Open-source archive of active faults for northwest South America


The article titled “Open-source archive of active faults for northwest South America,” by Gabriel Veloza and colleagues  introduces the “Active Tectonics of the Andes Database”. It should provide more data to more geoscientists. Their work includes the locations and associated geological information for more than 400 mapped faults in this region. The digital signature allow modern mapping tools, including Google Earth, to depict these faults and to include other forms of data, such as GPS velocities, earthquake locations and plate motion data.

Free and open access to the many types of spatial and geological data collected by geologists will improve knowledge and understanding of active seismic faults and associated hazards. Some of the most important questions and issues that can be addressed with these digital compilations of geological data include comparison of the direction and velocity of surface displacement measured by Global Positioning System receivers (GPS) with the location, orientation, and type of fault zone observed in the geological data.

Many fault zones have geological records of large earthquakes that have longer-term histories of displacement, which cannot be adequately studied using short-term data from GPS. However, the GPS data still provide excellent coverage of the nowadays surface motion associated with plate boundary zones.

Evidence from the geological record must be used in order to really understand the seismic hazards associated with faults that have long-term slip histories.

In the October 2012 issue of GSA Today, graduate students Gabriel Veloza and Richard Styron, and their faculty advisor, Michael Taylor, from the Dept. of Geology at the University of Kansas, and Andres Mora from the Instituto Colombiano del Petroleo in Colombia, present a detailed digital compilation of active faults and other geological feature from the NW portion of South America.

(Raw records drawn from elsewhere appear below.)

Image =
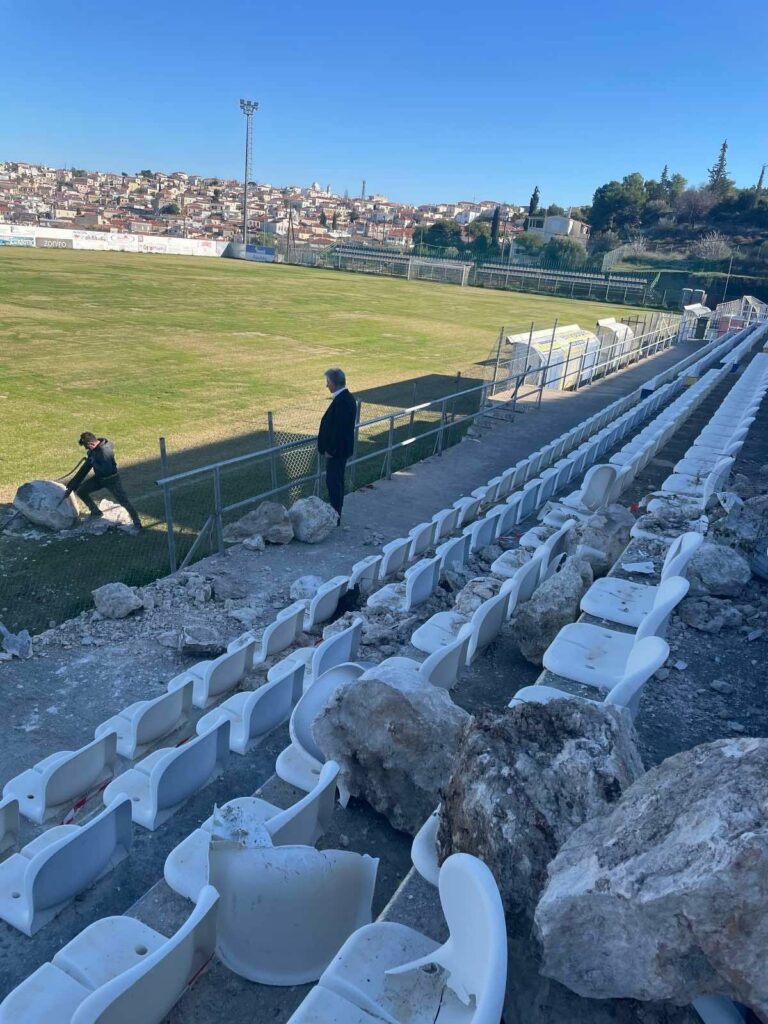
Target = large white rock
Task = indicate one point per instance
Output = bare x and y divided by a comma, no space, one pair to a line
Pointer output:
718,570
554,604
41,502
115,600
269,520
312,519
664,897
395,738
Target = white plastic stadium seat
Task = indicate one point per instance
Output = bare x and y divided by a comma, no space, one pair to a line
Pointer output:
301,824
143,723
598,656
163,780
39,882
253,714
117,970
64,778
383,969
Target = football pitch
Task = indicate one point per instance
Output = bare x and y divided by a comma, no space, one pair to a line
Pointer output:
198,350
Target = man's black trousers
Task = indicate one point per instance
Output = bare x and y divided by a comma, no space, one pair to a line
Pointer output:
115,485
335,481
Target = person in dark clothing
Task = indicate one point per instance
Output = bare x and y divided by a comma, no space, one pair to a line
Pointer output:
336,435
100,459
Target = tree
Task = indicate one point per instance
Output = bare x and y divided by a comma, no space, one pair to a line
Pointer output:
495,227
562,250
694,204
718,181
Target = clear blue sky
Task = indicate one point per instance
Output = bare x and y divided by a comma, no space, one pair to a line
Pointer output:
428,100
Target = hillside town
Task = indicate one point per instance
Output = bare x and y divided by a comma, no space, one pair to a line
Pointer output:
189,206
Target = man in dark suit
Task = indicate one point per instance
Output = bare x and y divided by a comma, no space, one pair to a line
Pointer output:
336,435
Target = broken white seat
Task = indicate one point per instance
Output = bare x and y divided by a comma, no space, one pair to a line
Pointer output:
365,573
9,823
628,602
37,883
286,910
645,657
422,539
424,849
420,583
301,762
468,509
117,970
287,628
394,556
599,656
442,667
163,780
446,521
64,778
325,601
336,649
384,969
454,554
253,714
212,678
482,532
143,723
301,824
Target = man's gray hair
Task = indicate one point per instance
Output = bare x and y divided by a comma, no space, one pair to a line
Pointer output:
336,377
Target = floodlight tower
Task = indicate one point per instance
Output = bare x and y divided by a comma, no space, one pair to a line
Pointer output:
249,108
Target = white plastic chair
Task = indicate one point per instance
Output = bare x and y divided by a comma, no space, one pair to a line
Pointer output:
394,556
40,881
598,656
420,583
117,970
327,654
454,554
286,910
253,714
61,779
422,539
145,722
163,780
645,657
9,823
442,668
627,602
301,762
279,635
301,824
366,573
382,969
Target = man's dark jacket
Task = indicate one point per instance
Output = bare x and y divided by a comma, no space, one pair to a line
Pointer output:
336,434
100,460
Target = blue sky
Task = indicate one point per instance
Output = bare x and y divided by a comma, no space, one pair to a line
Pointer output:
427,100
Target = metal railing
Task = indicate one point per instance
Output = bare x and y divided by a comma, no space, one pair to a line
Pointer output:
427,428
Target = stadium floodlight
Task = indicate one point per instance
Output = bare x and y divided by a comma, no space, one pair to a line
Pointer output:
249,108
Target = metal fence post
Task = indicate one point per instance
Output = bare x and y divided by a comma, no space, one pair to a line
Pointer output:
168,508
390,442
217,510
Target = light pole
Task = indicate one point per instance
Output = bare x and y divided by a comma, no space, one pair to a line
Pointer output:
249,108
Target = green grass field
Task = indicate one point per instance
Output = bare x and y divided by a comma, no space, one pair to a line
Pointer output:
197,350
135,346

Active deformation of northwest South America is characterized by interaction between the Caribbean and Nazca plates with the South American margin, in sharp contrast to the classic Andean convergent margin south of 5°S. This change in plate configuration is reflected in the distribution and kinematics of active structures in the upper plate, where strain is distributed over hundreds of active structures capable of generating damaging earthquakes.

Open-source archive of active faults for northwest South America; Gabriel Veloza et al., Dept. of Geology, University of Kansas, Lawrence, Kansas 66045, USA. (Pages 4-10; doi: 10.1130/GSAT-G156A.1.)